Il déclarera aussi que l’ «
Art est mort », et le rapprochera un peu plus de la
création divine en lui conférant l’archétype
des attributs divins, car ce qui est mort l’est pour
l’éternité.
J’ai
froid. Des frissons tantôt subtiles, tantôt brusques,
secouent mon corps fragile. Mon sang s’écoule
de plus en plus chichement.
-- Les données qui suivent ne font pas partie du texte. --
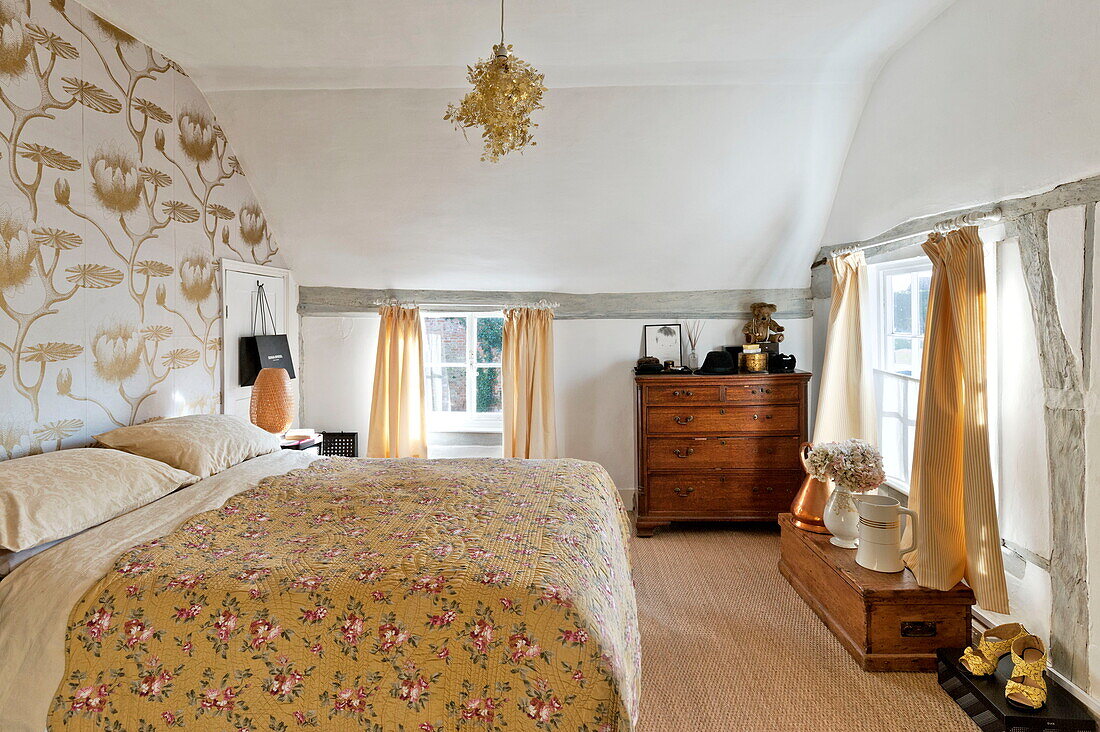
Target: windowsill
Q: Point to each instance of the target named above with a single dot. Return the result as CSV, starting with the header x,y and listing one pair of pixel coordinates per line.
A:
x,y
897,491
466,428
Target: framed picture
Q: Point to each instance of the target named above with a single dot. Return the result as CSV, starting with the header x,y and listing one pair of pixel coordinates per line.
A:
x,y
662,341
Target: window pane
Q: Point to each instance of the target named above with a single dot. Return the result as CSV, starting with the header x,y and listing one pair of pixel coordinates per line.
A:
x,y
488,390
901,301
902,356
447,340
924,283
490,342
447,388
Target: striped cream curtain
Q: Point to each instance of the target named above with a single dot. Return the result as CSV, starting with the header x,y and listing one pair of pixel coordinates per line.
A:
x,y
846,395
527,375
952,488
397,408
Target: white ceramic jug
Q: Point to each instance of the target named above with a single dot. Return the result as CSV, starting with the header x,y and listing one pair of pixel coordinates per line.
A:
x,y
880,533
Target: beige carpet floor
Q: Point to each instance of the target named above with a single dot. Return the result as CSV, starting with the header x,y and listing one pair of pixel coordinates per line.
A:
x,y
727,645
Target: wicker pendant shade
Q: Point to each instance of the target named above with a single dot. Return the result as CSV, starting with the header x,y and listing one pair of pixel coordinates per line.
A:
x,y
272,405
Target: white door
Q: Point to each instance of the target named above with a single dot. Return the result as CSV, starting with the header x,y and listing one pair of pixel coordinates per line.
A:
x,y
239,299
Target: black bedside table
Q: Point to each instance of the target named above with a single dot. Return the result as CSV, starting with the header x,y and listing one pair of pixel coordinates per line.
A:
x,y
314,444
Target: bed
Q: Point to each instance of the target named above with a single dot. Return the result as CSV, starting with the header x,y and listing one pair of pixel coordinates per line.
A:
x,y
288,591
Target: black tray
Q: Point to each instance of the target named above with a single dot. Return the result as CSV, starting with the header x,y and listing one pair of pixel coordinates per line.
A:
x,y
982,699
Il s’accumule autour de
la plaie, il coagule et forme des perles de plus en plus replètes.
La terre qui était si sèche
se fait poisseuse contre mes genoux.
Je n’aurai bientôt plus rien
à prodiguer.
Zeus m’a
fait don de sa semence divine afin que j’enfante de
ma mémoire des filles superbes modelées dans
l’angoisse morbide de l’Humanité, des fées
éthérées qui devaient insuffler une part
divine à ceux que le néant terrifiait le plus…
grâce à mes enfants les faibles d’esprit
sont devenus des artistes, la peur de l’ultime échéance
s’est muée en démiurge de magnificences.
L’Art
est le seul moyen de conjurer la mort pour les simples mortels.
C’est la mémoire des Dieux.
C’est moi, Mnémosine.
Je plonge
mes mains dans la terre ensanglantée. Elle est chaude,
douce et rugueuse à la fois. Je pétris cet argile
mortifère avec le peu de force qu’il me reste.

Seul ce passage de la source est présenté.